In late fall, night fishing can be incredible, with some of the best fishing right from shore, or more correctly, from piers, jetties, breakwalls, and other manmade walkways extending into the river or harbor mouth, or along the river’s edge. As fish move in and out of these areas, cast a large minnow-imitating crankbait into the darkness, reel in slowly, and hang on. Strikes are big and sometimes back to back.
Or, if you prefer, ply rivers, harbors, and connected smaller lakes via a boat. Longline troll crankbaits along breakwalls, over weed tops, and across submerged manmade structures, depending on what’s available.

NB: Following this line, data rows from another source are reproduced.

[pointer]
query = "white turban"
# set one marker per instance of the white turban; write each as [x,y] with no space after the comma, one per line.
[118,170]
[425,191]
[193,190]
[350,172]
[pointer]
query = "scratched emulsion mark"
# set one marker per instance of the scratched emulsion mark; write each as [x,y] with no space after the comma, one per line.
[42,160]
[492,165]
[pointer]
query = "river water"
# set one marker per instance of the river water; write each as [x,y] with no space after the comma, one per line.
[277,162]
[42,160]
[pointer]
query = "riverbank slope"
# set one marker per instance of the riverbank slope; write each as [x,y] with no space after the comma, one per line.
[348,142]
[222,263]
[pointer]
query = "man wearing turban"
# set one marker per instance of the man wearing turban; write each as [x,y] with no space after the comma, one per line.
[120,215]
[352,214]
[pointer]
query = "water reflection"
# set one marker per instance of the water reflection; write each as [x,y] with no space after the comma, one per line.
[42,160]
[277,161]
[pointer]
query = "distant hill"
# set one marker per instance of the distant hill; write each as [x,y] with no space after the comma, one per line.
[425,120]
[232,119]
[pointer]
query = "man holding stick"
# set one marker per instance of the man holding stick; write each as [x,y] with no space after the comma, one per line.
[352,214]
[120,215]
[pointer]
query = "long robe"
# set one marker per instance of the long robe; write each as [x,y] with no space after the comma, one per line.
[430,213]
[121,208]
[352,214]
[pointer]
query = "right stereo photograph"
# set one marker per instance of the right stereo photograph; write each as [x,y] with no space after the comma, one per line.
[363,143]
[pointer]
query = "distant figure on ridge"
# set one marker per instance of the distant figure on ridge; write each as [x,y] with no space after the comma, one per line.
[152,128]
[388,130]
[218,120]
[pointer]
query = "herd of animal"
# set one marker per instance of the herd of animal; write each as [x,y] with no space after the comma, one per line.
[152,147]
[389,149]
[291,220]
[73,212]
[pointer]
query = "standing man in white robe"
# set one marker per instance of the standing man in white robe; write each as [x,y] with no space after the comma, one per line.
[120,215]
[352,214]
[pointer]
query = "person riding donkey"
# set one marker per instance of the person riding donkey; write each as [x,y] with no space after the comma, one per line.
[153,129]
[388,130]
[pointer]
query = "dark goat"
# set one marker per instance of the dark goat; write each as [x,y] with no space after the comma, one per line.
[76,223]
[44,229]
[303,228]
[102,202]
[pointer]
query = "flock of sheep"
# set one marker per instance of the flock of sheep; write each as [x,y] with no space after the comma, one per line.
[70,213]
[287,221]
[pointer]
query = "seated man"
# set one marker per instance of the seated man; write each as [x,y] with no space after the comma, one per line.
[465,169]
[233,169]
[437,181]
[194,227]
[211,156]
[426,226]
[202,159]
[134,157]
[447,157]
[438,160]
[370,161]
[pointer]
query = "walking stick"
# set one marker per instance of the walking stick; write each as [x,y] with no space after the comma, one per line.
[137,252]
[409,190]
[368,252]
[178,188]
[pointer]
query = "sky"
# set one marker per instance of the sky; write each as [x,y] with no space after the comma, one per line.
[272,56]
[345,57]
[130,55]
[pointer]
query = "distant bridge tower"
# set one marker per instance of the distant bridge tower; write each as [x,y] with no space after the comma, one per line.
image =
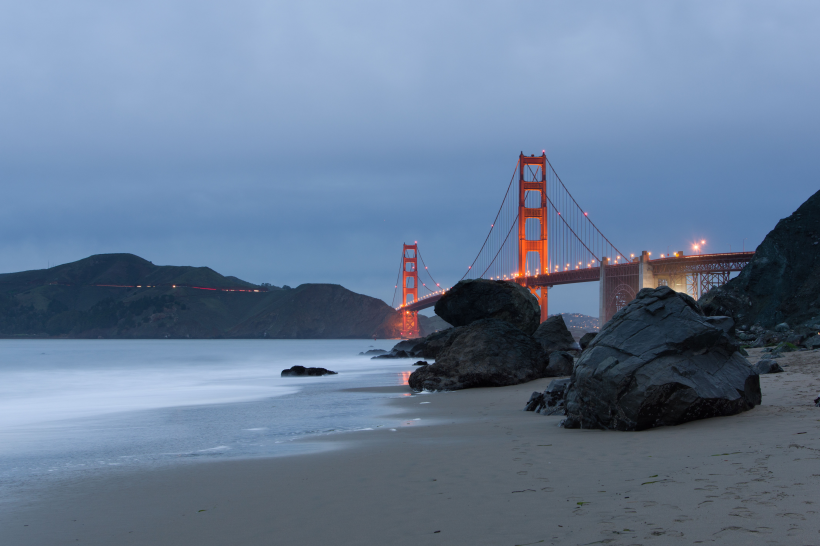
[410,290]
[532,224]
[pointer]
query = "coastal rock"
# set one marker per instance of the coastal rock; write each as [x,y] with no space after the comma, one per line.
[767,366]
[371,352]
[551,401]
[586,339]
[432,345]
[553,335]
[301,371]
[659,362]
[394,354]
[488,353]
[560,364]
[477,299]
[812,342]
[780,287]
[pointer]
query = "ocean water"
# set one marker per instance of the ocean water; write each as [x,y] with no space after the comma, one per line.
[70,409]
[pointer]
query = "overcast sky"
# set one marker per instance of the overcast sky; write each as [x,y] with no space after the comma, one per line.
[295,142]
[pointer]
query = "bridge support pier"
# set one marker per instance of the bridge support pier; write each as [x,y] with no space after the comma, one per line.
[646,277]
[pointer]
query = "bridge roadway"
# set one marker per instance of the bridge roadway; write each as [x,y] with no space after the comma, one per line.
[683,265]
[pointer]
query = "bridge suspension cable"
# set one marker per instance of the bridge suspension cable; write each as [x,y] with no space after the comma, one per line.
[572,240]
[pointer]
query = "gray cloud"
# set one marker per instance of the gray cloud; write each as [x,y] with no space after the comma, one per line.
[303,142]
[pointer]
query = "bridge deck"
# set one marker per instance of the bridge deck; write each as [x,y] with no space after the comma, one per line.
[698,263]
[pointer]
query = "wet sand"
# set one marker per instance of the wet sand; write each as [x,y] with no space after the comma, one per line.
[477,470]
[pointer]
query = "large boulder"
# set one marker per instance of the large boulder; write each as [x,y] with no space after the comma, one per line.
[659,362]
[767,365]
[553,335]
[487,353]
[781,283]
[301,371]
[476,299]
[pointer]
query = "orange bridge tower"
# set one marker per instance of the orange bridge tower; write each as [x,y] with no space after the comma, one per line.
[532,224]
[410,290]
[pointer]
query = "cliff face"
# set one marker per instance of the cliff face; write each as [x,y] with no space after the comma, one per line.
[782,281]
[125,296]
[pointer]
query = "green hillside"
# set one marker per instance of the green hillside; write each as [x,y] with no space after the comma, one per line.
[125,296]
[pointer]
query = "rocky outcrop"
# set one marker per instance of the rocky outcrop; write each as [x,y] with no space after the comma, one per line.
[560,364]
[301,371]
[659,362]
[551,401]
[767,365]
[477,299]
[487,353]
[553,335]
[586,339]
[782,281]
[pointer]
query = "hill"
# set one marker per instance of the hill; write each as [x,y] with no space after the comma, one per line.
[125,296]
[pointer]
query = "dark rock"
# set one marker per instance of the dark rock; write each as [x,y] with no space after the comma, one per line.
[477,299]
[726,324]
[551,401]
[813,342]
[767,366]
[394,354]
[586,339]
[301,371]
[781,283]
[432,345]
[487,353]
[560,364]
[553,335]
[373,352]
[659,362]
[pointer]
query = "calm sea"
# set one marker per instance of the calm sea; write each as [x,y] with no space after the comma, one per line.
[73,408]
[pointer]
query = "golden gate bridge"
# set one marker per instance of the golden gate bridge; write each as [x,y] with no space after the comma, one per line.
[541,237]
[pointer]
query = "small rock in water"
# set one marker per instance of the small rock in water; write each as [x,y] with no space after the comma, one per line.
[767,365]
[586,339]
[560,364]
[300,371]
[551,401]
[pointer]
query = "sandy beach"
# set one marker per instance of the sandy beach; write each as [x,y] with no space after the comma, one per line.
[477,470]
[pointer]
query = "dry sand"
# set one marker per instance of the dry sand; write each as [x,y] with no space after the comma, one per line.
[477,470]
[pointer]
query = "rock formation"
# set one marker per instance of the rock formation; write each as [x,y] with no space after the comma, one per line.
[551,401]
[487,353]
[782,281]
[586,339]
[767,365]
[659,362]
[301,371]
[472,300]
[560,364]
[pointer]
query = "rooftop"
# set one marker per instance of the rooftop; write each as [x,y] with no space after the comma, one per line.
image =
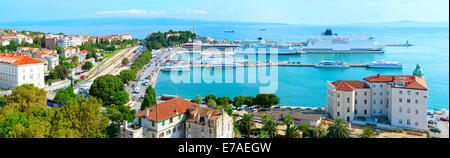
[167,109]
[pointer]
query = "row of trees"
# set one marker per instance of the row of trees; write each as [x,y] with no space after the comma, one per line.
[158,40]
[266,100]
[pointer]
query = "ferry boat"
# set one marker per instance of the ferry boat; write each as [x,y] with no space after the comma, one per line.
[168,97]
[328,42]
[383,64]
[331,64]
[262,47]
[175,69]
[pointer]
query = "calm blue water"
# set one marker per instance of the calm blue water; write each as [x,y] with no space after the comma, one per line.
[304,86]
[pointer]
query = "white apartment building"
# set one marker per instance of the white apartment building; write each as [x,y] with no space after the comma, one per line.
[163,120]
[71,41]
[399,100]
[16,70]
[209,123]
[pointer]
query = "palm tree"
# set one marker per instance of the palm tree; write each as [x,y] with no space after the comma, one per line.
[248,123]
[319,131]
[367,133]
[269,126]
[304,128]
[292,132]
[338,130]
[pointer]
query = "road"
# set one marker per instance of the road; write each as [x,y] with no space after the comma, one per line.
[148,76]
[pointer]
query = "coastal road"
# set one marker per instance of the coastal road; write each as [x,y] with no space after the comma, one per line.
[149,74]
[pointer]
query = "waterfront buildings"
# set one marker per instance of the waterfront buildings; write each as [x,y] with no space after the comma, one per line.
[209,123]
[398,100]
[172,119]
[16,70]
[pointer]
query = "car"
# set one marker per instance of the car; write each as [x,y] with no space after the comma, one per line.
[436,130]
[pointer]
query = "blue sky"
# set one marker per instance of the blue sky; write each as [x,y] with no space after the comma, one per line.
[321,12]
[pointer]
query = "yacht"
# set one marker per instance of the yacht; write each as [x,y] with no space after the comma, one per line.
[331,64]
[328,42]
[383,64]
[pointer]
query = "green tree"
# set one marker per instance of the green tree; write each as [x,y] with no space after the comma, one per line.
[338,130]
[211,103]
[127,75]
[266,100]
[125,61]
[367,133]
[198,99]
[65,95]
[269,126]
[120,98]
[104,87]
[211,96]
[305,129]
[117,114]
[223,100]
[149,98]
[86,117]
[247,123]
[87,66]
[25,96]
[319,131]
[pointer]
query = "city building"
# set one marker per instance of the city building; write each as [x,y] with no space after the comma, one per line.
[398,100]
[16,70]
[209,123]
[178,118]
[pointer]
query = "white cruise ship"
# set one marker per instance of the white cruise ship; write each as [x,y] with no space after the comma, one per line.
[383,64]
[333,43]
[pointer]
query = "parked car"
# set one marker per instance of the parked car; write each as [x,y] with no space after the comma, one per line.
[436,130]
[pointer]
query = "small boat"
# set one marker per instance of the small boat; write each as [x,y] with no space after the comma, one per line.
[168,97]
[331,64]
[174,69]
[383,64]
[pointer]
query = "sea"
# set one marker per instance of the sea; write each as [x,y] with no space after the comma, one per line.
[302,86]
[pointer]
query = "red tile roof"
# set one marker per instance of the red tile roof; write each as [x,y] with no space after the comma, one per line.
[15,59]
[166,109]
[412,82]
[347,85]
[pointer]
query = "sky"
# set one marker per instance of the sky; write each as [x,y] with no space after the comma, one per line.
[316,12]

In some areas of the Great Lakes, small lakes are formed just inside river mouths. Or fair-sized inland lakes are connected to the river, with walleyes passing through them during seasonal migrations to spawn or to follow baitfish. When big walleyes enter these systems, they react like walleyes in inland lakes; they use points, humps, weedlines, and other structures, and can be caught on livebait rigs, jigs, crankbaits, and other time-honored walleye techniques. Just be aware that the fish are big and have been roaming and suspending in deep clear water during much of the year. If a connected lake also offers that option, explore the basin, at least during the day. As the sun sets, move shallow again to pursue walleyes relating to classic structure.
Something for Everyone
Granted, much of the open-water season, it takes time, commitment, expertise and a financial investment to pursue Great lakes walleyes in big water. But that doesn’t make catching them strictly a rich man’s sport. They also move inshore seasonally, chiefly spring and fall, often moving into rivers and connected lakes where they’re accessible from a small boat, and at times, even from shore. Where safe-ice forms, monsters also are taken through the ice. In fact, all tolled, these walleyes offer the biggest opportunity for the most people to catch the biggest walleyes in North America, because millions of people all around the Great Lakes live within casting distance of giant ‘eyes. You may need to tough out some nasty weather at times, or perhaps lose a little sleep, but it’s worth it. Grrrrrrrrrreat, in fact.